I have an Atlas/Craftsman 12" lathe I am thinking of installing a quick change tool post.  Which would be the best choice AXA or BXA?


----------



## xalky (Jun 8, 2014)

AXA will serve you fine on that lathe. I have a BXA on my 12" asian lathe and sometimes it's on the edge of being just a little too big.


----------



## pdentrem (Jun 8, 2014)

AXA here as well. BXA is really better on stiffer lathes, as then you can take advantage of using the larger tools and take heavier cuts. I transferred my AXA over to my clone of a Jet BDB-1340A after I sold the Atlas. I switched to the wedge style from the piston one when I upgraded to the AXA. The piston one was very cheap and the tool would deflect down on first contact with the work.
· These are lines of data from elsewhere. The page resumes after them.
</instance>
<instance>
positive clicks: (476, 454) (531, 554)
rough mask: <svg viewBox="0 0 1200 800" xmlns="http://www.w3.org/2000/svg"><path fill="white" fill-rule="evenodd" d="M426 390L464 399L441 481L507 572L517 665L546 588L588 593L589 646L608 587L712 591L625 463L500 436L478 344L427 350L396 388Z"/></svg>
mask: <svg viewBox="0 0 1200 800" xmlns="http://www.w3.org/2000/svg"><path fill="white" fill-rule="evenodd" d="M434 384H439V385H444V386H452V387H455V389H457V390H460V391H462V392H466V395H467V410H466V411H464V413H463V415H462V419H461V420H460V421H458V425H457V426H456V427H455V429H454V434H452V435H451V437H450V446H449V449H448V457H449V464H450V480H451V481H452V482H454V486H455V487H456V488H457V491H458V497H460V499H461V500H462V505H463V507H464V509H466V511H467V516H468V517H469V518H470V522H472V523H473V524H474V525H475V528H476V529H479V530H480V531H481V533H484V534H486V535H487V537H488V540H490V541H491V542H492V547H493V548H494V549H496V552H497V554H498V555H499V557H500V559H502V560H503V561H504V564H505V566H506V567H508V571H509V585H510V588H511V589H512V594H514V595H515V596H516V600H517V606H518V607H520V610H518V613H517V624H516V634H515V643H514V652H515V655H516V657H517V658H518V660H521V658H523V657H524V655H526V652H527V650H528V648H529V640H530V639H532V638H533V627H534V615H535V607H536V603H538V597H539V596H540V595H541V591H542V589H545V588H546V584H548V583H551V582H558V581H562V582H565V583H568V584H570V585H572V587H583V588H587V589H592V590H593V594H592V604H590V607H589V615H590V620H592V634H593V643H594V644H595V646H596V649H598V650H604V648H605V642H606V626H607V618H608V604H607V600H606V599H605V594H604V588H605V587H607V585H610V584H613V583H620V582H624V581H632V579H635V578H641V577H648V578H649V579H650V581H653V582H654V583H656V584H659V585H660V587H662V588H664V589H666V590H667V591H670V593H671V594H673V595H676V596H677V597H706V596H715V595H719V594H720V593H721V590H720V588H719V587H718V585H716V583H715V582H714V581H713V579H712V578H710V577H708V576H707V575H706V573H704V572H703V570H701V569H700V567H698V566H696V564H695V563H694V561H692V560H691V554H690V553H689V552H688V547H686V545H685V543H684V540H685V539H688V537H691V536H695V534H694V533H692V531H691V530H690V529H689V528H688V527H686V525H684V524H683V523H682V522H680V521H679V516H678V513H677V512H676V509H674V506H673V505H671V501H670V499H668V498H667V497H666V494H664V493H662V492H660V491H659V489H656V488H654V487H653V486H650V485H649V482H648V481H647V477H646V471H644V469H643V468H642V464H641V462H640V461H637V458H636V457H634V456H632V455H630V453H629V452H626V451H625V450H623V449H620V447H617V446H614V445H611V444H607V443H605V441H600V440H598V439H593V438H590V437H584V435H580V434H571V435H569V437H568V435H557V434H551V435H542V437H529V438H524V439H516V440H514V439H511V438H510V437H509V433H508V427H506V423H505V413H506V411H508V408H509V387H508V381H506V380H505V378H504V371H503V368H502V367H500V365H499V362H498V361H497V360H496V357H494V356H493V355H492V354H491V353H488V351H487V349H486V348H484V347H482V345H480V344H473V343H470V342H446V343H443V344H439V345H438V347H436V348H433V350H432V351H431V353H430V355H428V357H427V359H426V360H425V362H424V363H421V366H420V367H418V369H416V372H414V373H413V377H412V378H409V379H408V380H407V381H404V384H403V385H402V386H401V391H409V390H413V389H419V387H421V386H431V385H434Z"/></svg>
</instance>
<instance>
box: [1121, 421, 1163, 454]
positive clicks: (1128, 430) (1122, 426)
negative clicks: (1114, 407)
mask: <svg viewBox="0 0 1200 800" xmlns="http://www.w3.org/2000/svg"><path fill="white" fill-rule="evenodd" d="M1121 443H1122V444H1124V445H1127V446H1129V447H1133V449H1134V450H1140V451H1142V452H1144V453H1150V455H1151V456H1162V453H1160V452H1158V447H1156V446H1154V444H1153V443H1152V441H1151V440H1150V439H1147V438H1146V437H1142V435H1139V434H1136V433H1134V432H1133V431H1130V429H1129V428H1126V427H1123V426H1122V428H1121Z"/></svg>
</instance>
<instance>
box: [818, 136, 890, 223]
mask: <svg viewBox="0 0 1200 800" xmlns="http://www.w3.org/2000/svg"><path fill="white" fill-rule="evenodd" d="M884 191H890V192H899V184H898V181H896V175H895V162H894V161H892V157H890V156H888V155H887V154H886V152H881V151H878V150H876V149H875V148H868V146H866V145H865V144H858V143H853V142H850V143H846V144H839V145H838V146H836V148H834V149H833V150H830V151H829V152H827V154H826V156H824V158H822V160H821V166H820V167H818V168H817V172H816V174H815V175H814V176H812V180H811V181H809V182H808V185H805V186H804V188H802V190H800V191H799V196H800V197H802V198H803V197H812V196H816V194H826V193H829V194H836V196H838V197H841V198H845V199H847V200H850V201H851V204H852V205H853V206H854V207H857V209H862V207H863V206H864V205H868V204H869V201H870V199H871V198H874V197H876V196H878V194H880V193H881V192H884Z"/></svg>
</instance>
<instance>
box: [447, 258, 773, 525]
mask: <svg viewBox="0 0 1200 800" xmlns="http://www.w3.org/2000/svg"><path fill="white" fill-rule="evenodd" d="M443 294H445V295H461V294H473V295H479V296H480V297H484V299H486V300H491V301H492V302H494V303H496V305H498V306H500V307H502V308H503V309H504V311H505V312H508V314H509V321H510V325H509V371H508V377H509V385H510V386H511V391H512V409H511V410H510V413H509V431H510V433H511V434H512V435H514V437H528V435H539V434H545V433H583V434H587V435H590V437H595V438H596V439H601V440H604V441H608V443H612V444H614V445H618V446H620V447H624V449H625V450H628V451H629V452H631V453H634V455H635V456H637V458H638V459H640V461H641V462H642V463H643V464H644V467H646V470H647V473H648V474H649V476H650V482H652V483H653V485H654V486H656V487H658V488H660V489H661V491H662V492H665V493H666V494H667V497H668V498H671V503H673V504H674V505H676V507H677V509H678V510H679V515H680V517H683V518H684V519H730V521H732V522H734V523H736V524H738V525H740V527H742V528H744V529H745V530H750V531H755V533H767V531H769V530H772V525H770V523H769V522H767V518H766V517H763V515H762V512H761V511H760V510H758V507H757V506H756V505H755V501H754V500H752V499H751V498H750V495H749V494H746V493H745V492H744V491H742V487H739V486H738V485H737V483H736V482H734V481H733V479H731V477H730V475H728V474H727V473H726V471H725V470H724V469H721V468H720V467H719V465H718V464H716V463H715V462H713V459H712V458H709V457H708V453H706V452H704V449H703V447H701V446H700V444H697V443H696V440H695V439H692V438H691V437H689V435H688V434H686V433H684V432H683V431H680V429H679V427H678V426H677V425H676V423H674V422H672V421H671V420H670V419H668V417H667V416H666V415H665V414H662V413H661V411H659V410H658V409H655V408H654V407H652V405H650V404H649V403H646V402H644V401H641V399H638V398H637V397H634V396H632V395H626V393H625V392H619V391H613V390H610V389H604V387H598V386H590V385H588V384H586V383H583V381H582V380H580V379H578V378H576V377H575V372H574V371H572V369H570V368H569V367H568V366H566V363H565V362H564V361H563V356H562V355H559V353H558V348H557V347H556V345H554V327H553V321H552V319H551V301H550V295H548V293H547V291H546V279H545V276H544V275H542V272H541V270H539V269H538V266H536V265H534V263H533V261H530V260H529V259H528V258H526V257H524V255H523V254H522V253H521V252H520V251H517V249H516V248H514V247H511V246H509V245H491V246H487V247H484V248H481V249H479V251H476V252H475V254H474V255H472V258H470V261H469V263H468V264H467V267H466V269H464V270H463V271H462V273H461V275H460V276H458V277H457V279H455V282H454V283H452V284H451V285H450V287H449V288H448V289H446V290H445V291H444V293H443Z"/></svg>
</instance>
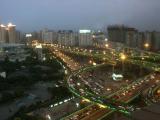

With quality tool post such as Phase II, there seems to be less of an issue between the two styles.
Pierre


----------



## kd4gij (Jun 8, 2014)

I have axa on mine and it is just right


----------



## JOEZ (Jun 8, 2014)

I have a 10 with AXA with Lots of Up adjustment.
I think an AXA would be your Best choice.


----------



## projectnut (Jun 9, 2014)

I would also agree with going for the AXA tool holder.  The BXA can handle tooling up to 5/8" while the AXA accepts tooling up to 1/2".  1/2" tooling is plenty large for a 12" lathe.  The only consideration would be if you already have insert holders that are 5/8".  If you're starting from scratch I would go with the smaller AXA.


If you're considering buying a quick change set I would look into a couple extra straight tool holders.  My Phase II set only came with 2 straight holders & I find I could always use more.


----------



## wa5cab (Jun 12, 2014)

bpeace,

AXA.  If you have some need to use a 5/8" tool on occasion, you can now buy oversize AXA (and BXA for that matter) holders.  On the subject of how many straight holders to have, I would put the minimum at about five.  I think I have 10.  If you have only one (or two), you lose all of the benefits of the quick change.

Robert D.


----------



## TOOLMASTER (Jun 12, 2014)

AXA wedge:thumbzup3::thumbzup3::thumbzup3:


----------



## fgduncan (Jun 17, 2014)

I have AXA for my 10" and it is just right.  As advised, get several extra tool holders! Having too many is the same as having too much money. I also have a cut off blade tool holder and a knurling tool, although I think a hand held 3 knurl works better. You will find that if you have a holder for 1/4", 3/8", and 1/2" bits each set up, when you want to change sizes, each one of them is already set at the correct turning height. 

I haven't used a lantern tool post since I got quick change because it is sooo very much more rigid. Makes it like a much much more powerful machine. you can get AXA off of eBay at reasonable prices.

Enjoy!!


----------